Raistlin, sentado cerca, lo observaba con impaciencia y siempre le decía a Caramon que no necesitaba ser tan cuidadoso, que bastaba con que tirara las hojas en la taza.
Caramon respondía que no, que era muy importante conseguir las proporciones adecuadas. ¿Quién era el experto en hacer el mejor té? Raistlin siempre admitía que su hermano hacía un té excelente, eso era verdad. Daba igual cuánto se esforzara Raistlin, nunca conseguía igualar el té de Caramon. Daba igual cuánto lo intentara, el té de Raistlin nunca sabía igual.
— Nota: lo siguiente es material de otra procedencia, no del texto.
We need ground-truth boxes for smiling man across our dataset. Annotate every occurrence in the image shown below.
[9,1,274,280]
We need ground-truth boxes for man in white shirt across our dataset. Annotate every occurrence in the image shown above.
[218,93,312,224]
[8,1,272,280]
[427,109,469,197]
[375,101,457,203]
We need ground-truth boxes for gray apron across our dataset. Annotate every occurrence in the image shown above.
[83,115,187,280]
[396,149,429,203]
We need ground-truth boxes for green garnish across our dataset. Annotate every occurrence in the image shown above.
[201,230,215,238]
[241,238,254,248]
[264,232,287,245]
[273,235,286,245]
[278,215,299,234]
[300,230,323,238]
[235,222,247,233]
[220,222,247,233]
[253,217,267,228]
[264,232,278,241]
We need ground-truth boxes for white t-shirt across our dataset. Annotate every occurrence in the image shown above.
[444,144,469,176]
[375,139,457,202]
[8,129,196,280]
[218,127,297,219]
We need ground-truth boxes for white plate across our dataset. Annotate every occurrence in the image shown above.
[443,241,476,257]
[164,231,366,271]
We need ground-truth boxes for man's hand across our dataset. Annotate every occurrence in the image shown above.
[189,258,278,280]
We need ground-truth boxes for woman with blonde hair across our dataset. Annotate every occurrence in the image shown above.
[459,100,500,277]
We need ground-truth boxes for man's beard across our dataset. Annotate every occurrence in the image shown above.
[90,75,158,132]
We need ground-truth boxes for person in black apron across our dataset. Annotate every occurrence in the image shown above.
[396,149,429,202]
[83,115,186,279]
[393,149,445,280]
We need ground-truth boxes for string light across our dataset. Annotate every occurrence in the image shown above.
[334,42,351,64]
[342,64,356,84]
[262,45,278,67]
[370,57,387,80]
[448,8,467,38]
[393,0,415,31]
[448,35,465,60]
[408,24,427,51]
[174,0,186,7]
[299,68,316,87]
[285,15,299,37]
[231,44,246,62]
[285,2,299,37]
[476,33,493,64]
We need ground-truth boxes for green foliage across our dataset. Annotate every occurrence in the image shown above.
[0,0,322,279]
Su mentalidad de científico se resistía a aceptar que el amor y el cuidado pudieran suponer alguna diferencia en una taza de té, pero debía admitir que no encontraba otra explicación.
Vertió el agua hirviendo en la taza y revolvió las hojas, que flotaron en la superficie antes de hundirse en el fondo. El olor siempre era un poco desagradable, pero el sabor no era tan malo. Había llegado a gustarle. Sorbió el té, un extraño en una ciudad extraña, en el corazón de las fuerzas de la oscuridad, y pensó en sí mismo y en Caramon. Los dos sentados juntos bajo el sol, riéndose por cualquier broma tonta, recordando anécdotas de su infancia, rememorando alguna de sus aventuras y las maravillas que habían visto.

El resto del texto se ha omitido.